Rosso
Nos presentamos ante un río blanquecino - ¿no será por la leche que se vierte en sus aguas para apaciguar sus malos espíritus? - Rosso. Dejamos que nuestra imaginación transite. Mientras nosotros dando tumbos entre los carros, comercios, miradas. Retomaremos los senderos de la magia al caer la noche. Es la fiesta de Maouloud de Rosso. Vuelve la espesidad de lo nocturno, de la miel que brota de las teteras, de las sombras que el viento dispersa al son de los ritmos penetrantes. Somos como los zombis acechando las expresiones que despierten la fascinación, el estremecimiento. El rap juvenil en las afueras de la ciudad es una canción de cuna antes de dormir.
Me despierto en la plena noche por una inquietud airosa.
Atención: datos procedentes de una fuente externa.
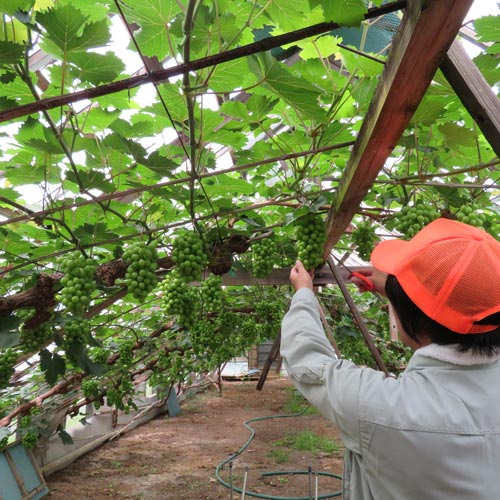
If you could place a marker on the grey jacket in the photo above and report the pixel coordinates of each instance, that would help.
(433, 433)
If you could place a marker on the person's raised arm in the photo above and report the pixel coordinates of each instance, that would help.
(300, 277)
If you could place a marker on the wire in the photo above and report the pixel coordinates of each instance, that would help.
(267, 474)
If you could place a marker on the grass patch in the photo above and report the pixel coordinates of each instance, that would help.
(308, 441)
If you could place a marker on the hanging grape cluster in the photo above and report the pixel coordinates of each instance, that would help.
(189, 256)
(32, 339)
(365, 239)
(213, 297)
(140, 276)
(311, 236)
(78, 282)
(126, 350)
(413, 218)
(121, 396)
(90, 388)
(76, 335)
(30, 439)
(7, 359)
(178, 298)
(264, 257)
(470, 213)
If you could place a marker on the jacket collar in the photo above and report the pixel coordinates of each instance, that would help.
(450, 354)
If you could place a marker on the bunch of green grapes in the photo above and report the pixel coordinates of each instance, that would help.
(264, 257)
(126, 350)
(470, 214)
(311, 236)
(78, 282)
(100, 355)
(413, 218)
(189, 256)
(76, 333)
(365, 238)
(30, 439)
(7, 359)
(32, 339)
(90, 388)
(178, 299)
(212, 295)
(140, 276)
(4, 442)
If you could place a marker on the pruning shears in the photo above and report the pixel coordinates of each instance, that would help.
(367, 281)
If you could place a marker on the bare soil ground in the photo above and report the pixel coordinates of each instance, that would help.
(176, 458)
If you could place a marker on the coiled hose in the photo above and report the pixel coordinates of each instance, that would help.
(266, 474)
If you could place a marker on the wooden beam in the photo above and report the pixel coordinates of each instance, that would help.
(322, 276)
(474, 92)
(427, 30)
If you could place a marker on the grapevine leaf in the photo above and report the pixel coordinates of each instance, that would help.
(10, 53)
(53, 365)
(296, 92)
(9, 335)
(65, 437)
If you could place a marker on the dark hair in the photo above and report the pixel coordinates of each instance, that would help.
(416, 323)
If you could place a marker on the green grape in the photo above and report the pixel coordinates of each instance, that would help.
(470, 213)
(189, 256)
(30, 439)
(78, 282)
(213, 297)
(126, 350)
(413, 218)
(178, 299)
(8, 357)
(142, 263)
(365, 238)
(264, 257)
(311, 236)
(90, 388)
(100, 355)
(32, 339)
(77, 333)
(3, 443)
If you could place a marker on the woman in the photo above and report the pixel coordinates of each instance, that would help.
(434, 432)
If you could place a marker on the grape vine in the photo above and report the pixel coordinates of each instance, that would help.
(365, 239)
(7, 359)
(78, 282)
(189, 256)
(264, 257)
(310, 235)
(140, 276)
(413, 218)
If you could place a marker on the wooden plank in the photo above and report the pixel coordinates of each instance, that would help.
(427, 30)
(322, 276)
(474, 92)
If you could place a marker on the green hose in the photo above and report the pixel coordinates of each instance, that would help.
(270, 497)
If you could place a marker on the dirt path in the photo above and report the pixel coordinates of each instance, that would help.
(176, 458)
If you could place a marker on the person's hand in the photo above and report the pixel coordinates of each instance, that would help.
(378, 278)
(300, 277)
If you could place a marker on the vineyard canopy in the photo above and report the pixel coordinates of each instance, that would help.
(145, 120)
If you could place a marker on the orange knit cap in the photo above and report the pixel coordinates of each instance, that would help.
(450, 270)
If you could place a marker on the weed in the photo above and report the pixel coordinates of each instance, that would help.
(308, 441)
(278, 456)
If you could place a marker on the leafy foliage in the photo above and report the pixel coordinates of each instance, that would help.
(230, 150)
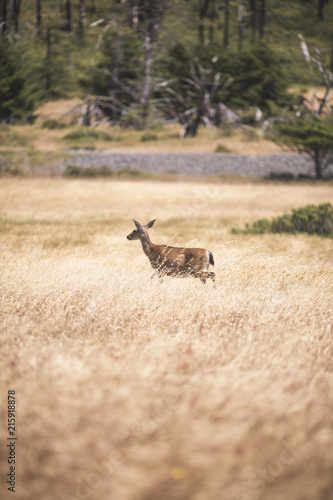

Sigo incrédula los movimientos convulsionados de mis compañeros. Presencio su lucha a muerte con un agresor invencible, el mosquito. El efecto es escalofriante; las picaduras que superan las peores imaginaciones. Pero al final hemos sobrevivido. Al día siguiente nos dirigimos al norte.
Es un viaje hacia nosotros mismos. A los pasajes que súbitamente recordamos de ninguna parte. Descubriendo lo conjeturado. El vértigo experimentado cuando el otro lo revive por ti.